In March, Cravaack leased a four-wheel drive Chevy Equinox for $1,700, according to House statement of disbursement reports, which catalogue members’ official spending on office costs, including staff salaries, supplies and travel costs.
That $1,700 figure included a series of lease start-up fees, a spokesman said, adding that the car will cost about $1,000 every month for the remainder of the lease.
Out of the several dozen lawmakers who lease cars using federal money, only seven besides Cravaack make monthly payments of $1,000 or more on a single vehicle lease. Politico first reported details of Cravaack’s lease.
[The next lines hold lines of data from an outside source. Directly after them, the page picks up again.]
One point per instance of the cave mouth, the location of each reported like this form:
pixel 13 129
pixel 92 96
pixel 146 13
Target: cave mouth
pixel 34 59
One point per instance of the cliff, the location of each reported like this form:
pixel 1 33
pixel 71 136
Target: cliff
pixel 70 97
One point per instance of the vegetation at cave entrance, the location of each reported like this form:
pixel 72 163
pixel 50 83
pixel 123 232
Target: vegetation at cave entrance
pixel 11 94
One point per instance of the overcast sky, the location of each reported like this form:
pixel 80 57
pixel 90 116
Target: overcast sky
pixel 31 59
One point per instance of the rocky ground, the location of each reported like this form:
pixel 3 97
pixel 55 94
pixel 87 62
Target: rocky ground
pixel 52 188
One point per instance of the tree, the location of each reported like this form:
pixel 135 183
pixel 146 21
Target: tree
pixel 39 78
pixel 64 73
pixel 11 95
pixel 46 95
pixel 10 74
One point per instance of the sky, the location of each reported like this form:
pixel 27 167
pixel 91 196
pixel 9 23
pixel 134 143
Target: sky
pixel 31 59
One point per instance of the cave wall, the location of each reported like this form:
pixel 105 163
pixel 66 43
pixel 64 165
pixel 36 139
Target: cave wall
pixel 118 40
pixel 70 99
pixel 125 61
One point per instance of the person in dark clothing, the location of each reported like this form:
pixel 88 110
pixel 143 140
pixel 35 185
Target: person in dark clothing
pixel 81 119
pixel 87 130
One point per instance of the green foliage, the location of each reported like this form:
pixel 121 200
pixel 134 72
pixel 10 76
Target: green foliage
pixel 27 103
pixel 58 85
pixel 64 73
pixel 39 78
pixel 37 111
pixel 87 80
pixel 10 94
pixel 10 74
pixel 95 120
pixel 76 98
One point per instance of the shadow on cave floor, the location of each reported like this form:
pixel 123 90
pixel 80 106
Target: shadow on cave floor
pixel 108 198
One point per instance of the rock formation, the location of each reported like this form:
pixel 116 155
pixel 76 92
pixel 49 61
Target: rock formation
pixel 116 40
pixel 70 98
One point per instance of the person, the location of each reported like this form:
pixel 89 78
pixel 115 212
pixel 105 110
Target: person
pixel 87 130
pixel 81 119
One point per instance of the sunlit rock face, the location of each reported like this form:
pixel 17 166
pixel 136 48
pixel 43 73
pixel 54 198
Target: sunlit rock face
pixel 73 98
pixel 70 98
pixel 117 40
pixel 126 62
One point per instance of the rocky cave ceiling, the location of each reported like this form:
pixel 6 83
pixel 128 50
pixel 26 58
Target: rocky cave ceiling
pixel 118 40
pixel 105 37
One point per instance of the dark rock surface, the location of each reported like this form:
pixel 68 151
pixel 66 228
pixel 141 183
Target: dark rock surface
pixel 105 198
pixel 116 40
Minnesota Democrats quickly hammered Cravaack, questioning why he’s supported dramatic cuts to federal spending while making taxpayers fund a lavish lease for his car.
“You have repeatedly used fiscal responsibility and government spending as reasons for your policy positions and the excuses for why you voted against the interests of those whom you were elected to serve,” state DFL Chair Ken Martin wrote in an open letter to Cravaack. “Where was that common sense perspective when you chose to make taxpayers pay $1,000 a month for you to lease an automobile? Where was that concern for fiscal responsibility when your office spent $1,700 on that same lease in March alone?”
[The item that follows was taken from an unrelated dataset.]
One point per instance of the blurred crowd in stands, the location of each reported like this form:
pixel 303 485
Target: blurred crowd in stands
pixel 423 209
House rules, district size add to cost
Cravaack’s office said the nature of House rules and other district-specific circumstances led to the higher leasing costs.
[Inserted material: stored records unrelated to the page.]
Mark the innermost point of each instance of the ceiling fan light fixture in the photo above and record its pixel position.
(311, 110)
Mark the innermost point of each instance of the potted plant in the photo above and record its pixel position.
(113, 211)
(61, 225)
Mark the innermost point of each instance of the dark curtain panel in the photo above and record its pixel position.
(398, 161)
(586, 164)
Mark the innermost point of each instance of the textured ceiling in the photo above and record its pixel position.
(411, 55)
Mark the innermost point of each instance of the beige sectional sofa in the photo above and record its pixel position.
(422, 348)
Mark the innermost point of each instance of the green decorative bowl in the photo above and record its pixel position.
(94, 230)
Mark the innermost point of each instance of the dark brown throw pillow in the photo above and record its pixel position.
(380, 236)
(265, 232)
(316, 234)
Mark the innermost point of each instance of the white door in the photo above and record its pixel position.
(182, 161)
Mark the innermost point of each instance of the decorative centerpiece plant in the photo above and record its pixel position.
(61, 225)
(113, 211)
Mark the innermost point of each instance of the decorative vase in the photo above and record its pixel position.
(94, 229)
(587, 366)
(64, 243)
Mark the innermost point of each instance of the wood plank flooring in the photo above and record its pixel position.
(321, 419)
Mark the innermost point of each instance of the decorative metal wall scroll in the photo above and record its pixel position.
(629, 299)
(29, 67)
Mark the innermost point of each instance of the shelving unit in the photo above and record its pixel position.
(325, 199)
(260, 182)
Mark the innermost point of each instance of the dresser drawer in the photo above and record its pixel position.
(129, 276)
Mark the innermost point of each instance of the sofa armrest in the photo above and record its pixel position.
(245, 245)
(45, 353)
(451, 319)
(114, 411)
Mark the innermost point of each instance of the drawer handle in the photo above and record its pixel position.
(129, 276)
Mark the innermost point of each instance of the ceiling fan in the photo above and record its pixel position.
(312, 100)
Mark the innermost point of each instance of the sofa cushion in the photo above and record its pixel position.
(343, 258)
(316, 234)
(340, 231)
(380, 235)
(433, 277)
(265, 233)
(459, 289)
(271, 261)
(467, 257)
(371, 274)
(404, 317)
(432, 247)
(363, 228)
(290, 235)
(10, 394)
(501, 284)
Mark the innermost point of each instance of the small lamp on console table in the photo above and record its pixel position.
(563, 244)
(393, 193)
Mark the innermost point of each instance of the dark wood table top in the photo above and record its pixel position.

House rules allow members to use federal money to lease cars, but only for up to two years at a time (House members have just two-year terms between elections). They are not allowed to purchase official vehicles.
Shorter leases and less money up front means that dealers are going to end up charging more month-to-month.
A four-wheel drive 2011 Chevy Equinox retails for $28,975, according to the website of Central Chevrolet Chrysler, the North Branch dealership from which Cravaack leased the vehicle. MinnPost found comparable vehicles available under three-year lease terms, with mileage restrictions, for about $367 a month.
However, Cravaack’s lease is for 22 months, not the standard 39 months, spokesman Shawn Ryan said. The rules also limit how much federal money members can use for a down payment at the front end of their lease.
And Cravaack’s office anticipated going well over the normally allotted 12,000 miles of travel a year, so they purchased 30,000 miles at extra cost. Cravaack’s district covers about 28,000 square miles, and “we were going to go way over the 12,000 miles on the regular lease,” Ryan said.
Leasing will eventually cost the Cravaack camp less than it would if the office reimbursed each individual staff member for mileage, Ryan said.
House rules say staff and members can be reimbursed up to $0.51 per mile when travelling in personal cars on official business. Ryan said office staff is travelling throughout the district using the leased car during an aggressive constituent outreach campaign.
Ryan said Cravaack chose an Equinox, with its large seating area and four-wheel drive, because it allows staffers to travel more safely through the district during harsh northern Minnesota winters than smaller cars.
Peterson: ‘It wouldn’t be worth it’
The only other Minnesota representative to list automobile leases on his disbursement statement was 7th District Democratic Rep. Collin Peterson, whose office leases two Ford Focuses (one for each its Willmar and Detroit Lakes offices) for a total of $652 a month. They paid $756 a month last Congress, but are paying less this session because Peterson extended his leases on the older cars after he was reelected.
Both Peterson’s leases are for 24 months. One has a 16,000-mile-a-year allotment, the other,17,333 miles.
Peterson justified the leases using the same reasons as Cravaack, primarily that a lease ends up costing less than staff mileage reimbursements for a congressman and his office that have to traverse a large district to meet with constituents.
But Peterson said he is using smaller, cheaper Ford Focuses to save money.
Peterson’s office used to lease a four-wheel drive vehicle before the financial collapse in late 2008. At that point, car dealerships began asking more for the monthly leases and Peterson said he wasn’t willing to pay the $800 or $900 his dealership was asking.
“I’m just not going to spend that kind of money,” he said. In his case, “if you’re paying $1,000 a month, it wouldn’t be worth it.”